Con frecuencia, el tránsito intestinal se vuelve más lento durante el embarazo, ya que el útero comprime el intestino y los músculos del aparato digestivo se relajan por efecto de las hormonas. Esta es la razón por la que muchas mujeres embarazadas sufren de estreñimiento. La mejor solución es beber 1,5 litros de agua diariamente, aumentar el consumo de alimentos ricos en fibra, como la lechuga, y andar media hora al día. Los laxantes están prohibidos durante el embarazo, ya que pueden ser peligrosos para la madre y para el feto. Tu médico podrá recetarte supositorios de glicerina o de aceite de parafina, pero, sobre todo, te dará consejos relacionados con tu alimentación y tus hábitos diarios. La mayoría de las frutas y las hortalizas y verduras verdes facilitan el tránsito intestinal. En cambio, es mejor evitar las féculas mientras la situación no mejore. Procura comer pan semiintegral (preferiblemente biológico).

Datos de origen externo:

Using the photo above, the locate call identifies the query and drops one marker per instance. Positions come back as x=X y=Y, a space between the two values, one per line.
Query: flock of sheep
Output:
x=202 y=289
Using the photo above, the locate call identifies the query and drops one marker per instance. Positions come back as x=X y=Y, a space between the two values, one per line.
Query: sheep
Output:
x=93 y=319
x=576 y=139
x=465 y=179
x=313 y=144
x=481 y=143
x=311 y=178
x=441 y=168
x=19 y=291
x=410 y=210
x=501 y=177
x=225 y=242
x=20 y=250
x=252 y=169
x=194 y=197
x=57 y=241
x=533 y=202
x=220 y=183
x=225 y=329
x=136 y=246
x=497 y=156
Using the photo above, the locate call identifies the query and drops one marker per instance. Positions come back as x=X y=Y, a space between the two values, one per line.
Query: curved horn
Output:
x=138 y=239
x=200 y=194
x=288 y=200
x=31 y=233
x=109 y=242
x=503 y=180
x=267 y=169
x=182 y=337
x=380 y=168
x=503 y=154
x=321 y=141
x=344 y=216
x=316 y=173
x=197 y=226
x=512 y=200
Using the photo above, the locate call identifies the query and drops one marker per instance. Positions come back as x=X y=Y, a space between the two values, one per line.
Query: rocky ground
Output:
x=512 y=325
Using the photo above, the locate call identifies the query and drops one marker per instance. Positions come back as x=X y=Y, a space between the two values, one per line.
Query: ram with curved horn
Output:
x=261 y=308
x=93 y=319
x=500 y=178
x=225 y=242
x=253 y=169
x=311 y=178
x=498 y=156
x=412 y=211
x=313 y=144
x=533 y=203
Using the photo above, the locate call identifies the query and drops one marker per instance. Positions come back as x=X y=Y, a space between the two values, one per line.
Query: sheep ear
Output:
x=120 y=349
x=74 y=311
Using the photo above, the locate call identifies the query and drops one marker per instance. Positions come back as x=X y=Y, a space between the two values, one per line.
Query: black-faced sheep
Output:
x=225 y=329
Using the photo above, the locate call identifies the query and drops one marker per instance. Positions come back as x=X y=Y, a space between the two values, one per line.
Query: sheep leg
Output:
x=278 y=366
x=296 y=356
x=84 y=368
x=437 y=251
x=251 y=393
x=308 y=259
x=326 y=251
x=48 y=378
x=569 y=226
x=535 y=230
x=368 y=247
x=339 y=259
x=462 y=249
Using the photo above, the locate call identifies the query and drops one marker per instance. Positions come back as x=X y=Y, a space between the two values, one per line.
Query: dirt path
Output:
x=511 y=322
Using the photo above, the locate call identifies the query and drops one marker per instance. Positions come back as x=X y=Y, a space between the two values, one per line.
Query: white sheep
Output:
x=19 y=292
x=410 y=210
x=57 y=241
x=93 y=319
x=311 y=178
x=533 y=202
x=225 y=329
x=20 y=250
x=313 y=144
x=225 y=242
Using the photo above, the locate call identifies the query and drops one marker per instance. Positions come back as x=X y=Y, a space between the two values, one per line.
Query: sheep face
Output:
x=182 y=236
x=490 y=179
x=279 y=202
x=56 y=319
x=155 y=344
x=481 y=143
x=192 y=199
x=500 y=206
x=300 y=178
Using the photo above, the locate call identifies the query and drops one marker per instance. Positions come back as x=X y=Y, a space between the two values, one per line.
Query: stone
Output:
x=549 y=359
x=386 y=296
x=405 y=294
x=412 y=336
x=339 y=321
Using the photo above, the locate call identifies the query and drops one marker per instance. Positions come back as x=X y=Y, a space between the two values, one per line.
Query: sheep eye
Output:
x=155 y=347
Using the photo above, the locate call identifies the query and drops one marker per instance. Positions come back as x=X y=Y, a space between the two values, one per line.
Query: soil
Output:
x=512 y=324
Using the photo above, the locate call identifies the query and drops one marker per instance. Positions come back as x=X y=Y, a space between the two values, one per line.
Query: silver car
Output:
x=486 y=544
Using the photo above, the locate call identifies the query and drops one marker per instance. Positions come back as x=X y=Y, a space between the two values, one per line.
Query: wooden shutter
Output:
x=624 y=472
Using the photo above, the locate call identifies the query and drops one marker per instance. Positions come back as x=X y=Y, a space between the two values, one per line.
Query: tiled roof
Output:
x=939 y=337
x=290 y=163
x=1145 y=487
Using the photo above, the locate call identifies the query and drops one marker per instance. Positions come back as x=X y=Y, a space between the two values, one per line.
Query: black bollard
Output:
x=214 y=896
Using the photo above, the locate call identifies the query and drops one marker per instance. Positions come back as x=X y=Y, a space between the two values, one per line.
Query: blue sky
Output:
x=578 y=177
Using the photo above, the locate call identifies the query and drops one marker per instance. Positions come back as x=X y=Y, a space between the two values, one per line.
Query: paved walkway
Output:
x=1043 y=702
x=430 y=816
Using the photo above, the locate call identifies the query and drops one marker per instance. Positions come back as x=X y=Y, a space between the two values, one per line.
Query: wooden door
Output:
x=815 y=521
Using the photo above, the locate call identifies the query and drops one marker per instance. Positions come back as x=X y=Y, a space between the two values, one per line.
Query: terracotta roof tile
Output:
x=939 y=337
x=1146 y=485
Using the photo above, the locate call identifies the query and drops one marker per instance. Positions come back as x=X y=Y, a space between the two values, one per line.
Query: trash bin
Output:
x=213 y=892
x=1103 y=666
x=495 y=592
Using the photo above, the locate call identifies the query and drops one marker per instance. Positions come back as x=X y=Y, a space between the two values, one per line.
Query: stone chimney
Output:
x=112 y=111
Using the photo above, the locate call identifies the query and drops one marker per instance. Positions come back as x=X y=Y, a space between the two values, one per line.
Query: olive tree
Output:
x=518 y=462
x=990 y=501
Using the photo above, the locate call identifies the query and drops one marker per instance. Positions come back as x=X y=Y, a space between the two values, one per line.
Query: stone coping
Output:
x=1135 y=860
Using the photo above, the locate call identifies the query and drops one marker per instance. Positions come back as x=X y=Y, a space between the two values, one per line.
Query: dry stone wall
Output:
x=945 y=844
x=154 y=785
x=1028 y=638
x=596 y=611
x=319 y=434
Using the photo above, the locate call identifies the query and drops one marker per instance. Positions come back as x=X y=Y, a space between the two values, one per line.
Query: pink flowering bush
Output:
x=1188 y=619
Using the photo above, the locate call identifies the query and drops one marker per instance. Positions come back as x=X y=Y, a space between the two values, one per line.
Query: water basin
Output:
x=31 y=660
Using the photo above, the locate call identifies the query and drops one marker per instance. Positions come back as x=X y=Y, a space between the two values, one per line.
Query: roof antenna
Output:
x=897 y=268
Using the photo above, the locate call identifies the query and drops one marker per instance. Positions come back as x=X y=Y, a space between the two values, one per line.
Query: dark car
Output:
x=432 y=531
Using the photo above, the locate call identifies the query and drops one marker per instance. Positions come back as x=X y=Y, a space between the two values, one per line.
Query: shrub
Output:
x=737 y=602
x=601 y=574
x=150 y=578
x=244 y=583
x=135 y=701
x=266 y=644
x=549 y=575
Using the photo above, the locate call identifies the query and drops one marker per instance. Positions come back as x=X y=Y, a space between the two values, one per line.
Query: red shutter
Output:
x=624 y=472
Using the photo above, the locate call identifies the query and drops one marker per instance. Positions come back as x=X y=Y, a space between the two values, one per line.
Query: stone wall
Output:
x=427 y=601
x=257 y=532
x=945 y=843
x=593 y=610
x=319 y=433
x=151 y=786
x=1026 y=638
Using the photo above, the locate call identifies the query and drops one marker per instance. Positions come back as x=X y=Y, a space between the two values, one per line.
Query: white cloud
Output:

También te ayudará beber un gran vaso de agua sin gas al levantarte y agua mineral rica en magnesio.

Cómo aliviar el ardor de estómago

Es posible que después de las comidas sufras ardor de estómago, que puede ir acompañado de un sabor ácido en la boca. Esta molestia es bastante frecuente durante el tercer trimestre. Se trata de un reflujo gastroesofágico: la válvula que separa el final del esófago y el estómago no cierra como antes y deja subir la acidez del estómago.
Evita comidas copiosas, bebidas gaseosas, comidas picantes, ácidas o muy especiadas, sustancias ácidas, verduras y hortalizas crudas y grasas cocidas. Del mismo modo, debes evitar acostarte justo después de las comidas. Si necesitas descansar, es mejor que lo hagas medio sentada. Algunos medicamentos alivian las molestias del ardor de estómago, pero recuerda que no debes tomar nada sin la autorización de tu médico, y mucho menos bicarbonato sódico.